Angesichts der Tatsache, dass es sich um einen Bebauungsplan handelt, der ein allgemeines Wohngebiet für die Errichtung und Erschließung von nur vier Einfamilienhäusern mit je einer Wohneinheit festsetzt, lässt sich dem Vorbringen nicht entnehmen, dass dessen Verwirklichung in tatsächlicher oder rechtlicher Hinsicht eine schwerwiegende Beeinträchtigung der rechtlich geschützten Positionen des Antragstellers konkret erwarten lässt. Der bloße Vollzug eines Bebauungsplans stellt jedenfalls grundsätzlich noch keinen schweren Nachteil in diesem Sinn dar (BayVGH, B. v. 21.4.205 – 9 NE 15.377 – juris Rn. 26 m. w. N.). Wie bereits oben ausgeführt wurde, hat der Antragsteller grundsätzlich keinen Anspruch darauf, vor jeglicher baulicher Erweiterung der Nachbargrundstücke seines – bislang im Westen an den Außenbereich grenzenden Grundstücks – verschont zu bleiben. Über die Bagatellgrenze hinaus zu erwartende, unzumutbare Lärmbelastungen durch die planbedingte Zunahme des Verkehrslärms lassen sich dem Vortrag des Antragstellers ebenfalls nicht entnehmen und sind im Hinblick auf die Festsetzungen des Bebauungsplans und die geringe Größe des Baugebiets auch nicht ersichtlich. Insoweit kann ebenfalls auf die obigen Ausführungen verwiesen werden.
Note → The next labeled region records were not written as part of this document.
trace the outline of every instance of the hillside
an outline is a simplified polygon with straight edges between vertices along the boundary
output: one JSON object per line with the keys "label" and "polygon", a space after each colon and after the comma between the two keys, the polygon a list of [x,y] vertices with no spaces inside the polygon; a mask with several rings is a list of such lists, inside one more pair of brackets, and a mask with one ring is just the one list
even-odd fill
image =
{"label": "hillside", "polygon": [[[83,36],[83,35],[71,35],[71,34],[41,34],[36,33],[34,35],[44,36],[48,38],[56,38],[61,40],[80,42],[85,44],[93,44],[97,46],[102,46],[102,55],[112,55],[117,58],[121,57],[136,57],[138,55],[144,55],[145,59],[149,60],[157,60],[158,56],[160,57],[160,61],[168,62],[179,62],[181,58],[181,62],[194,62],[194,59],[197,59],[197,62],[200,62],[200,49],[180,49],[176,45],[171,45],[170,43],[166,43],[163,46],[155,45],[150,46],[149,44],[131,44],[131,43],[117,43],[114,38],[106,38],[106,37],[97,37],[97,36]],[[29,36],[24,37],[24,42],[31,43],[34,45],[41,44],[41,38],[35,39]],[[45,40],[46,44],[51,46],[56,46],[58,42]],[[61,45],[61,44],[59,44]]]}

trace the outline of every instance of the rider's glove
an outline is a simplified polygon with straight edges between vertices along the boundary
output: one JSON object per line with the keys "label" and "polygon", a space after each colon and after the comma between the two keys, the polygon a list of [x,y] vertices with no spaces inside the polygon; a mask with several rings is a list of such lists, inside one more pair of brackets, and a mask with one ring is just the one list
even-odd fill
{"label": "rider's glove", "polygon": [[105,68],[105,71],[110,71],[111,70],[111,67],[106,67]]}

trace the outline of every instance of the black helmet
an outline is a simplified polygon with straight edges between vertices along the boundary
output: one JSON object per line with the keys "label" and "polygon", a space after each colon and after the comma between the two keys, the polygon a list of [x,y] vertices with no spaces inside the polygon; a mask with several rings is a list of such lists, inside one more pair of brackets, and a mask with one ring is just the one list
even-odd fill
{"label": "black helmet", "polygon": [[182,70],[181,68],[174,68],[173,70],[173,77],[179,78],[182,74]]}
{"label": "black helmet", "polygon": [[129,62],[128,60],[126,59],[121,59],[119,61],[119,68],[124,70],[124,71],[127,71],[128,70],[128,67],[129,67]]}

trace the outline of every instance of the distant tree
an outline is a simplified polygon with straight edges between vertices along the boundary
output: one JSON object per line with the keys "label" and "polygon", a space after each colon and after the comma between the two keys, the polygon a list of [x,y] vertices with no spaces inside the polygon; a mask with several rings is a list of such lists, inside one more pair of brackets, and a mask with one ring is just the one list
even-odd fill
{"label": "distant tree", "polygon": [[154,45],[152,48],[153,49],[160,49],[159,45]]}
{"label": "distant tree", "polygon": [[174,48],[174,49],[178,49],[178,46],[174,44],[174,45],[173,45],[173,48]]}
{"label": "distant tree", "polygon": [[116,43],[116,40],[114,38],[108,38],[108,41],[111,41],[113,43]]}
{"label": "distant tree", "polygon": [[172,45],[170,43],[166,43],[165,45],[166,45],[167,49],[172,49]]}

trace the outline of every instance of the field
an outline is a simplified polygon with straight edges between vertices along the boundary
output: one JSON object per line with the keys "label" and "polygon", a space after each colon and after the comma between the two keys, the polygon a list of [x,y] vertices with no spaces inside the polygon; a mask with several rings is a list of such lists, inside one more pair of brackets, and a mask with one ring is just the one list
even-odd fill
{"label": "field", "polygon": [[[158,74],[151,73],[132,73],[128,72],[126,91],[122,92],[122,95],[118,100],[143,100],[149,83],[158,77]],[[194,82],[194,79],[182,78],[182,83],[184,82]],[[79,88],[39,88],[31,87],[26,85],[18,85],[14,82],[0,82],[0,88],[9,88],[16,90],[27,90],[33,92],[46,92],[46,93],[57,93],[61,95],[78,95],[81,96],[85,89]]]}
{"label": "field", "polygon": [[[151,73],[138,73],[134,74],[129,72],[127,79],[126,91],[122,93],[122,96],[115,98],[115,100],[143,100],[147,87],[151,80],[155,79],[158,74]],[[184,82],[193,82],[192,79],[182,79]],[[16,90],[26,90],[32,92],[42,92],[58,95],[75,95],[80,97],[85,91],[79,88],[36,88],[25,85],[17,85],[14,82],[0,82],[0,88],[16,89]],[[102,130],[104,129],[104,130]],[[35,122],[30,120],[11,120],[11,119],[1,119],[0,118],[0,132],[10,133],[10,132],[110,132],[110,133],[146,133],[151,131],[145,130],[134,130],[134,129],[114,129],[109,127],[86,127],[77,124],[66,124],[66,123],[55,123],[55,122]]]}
Die Kostenentscheidung ergibt sich aus § 154 Abs. 1 VwGO.
Die Streitwertfestsetzung beruht auf § 52 Abs. 1 und 8, § 53 Abs. 2 Nr. 2 GKG i. V. m. Nr. 9.8.1 und Nr. 1.5 des Streitwertkatalogs für die Verwaltungsgerichtsbarkeit.
Dieser Beschluss ist unanfechtbar (§ 152 Abs. 1 VwGO).